Both the Whalebone General Store and Cromer’s Market, which sit side-by-side on the curve where construction is currently underway, have seen declines in crucial spring and summer business, owners said. Linda Heine, owner of the Whalebone, said her family-owned gift and candy store has been hit particularly hard.
“We’ve had virtually no business,” she said, adding that only 10 people came into the store on a recent Tuesday afternoon, most to buy lottery tickers. “But we’re still here. We’re trying,” she added.
Ms. Heine said that she never supported the project, which was years in the making and even had a delayed start. One aspect of the change to the curve on Noyac Road is to slow down traffic, but Ms. Heine said she has not seen that happen just yet.
The decline in business is especially upsetting, Ms. Heine said, because, like the rest of the East End, this is the start of what is supposed to be the store’s busy season.
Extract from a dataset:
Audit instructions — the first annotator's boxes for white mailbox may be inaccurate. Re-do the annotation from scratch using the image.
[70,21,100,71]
“This is a concern,” she said. “You stock up for the summer—most of your bills come in July. And here we are.”
At Cromer’s, the summer business is still strong, but it is down about 10 to 15 percent, according to owner Tony Lawless. Mr. Lawless supports the project, because he said he believes it will make the road safer, but he added that he would like to see traffic directed better. He said it seems as though people do not know they can still park in the small lot on the side of the store because of all the cones set up due to construction.
“I can’t blame them for the loss of business,” Mr. Lawless said. “I understand this project has to get done. [But] right now, it’s a maze of cones out there. We’re going into the busiest part of the season.”
Southampton Town Highway Superintendent Alex Gregor said that inclement weather has made this construction project rather difficult to manage, but he added it should be finished by July 11. Work will stop on Wednesday, July 2, for the Fourth of July holiday, then resume July 7.
Mr. Gregor said the amount of work that gets done this week will determine if the project finishes on time so that the businesses can go back to their usual operations.
“We’re trying to do a little every day,” he said.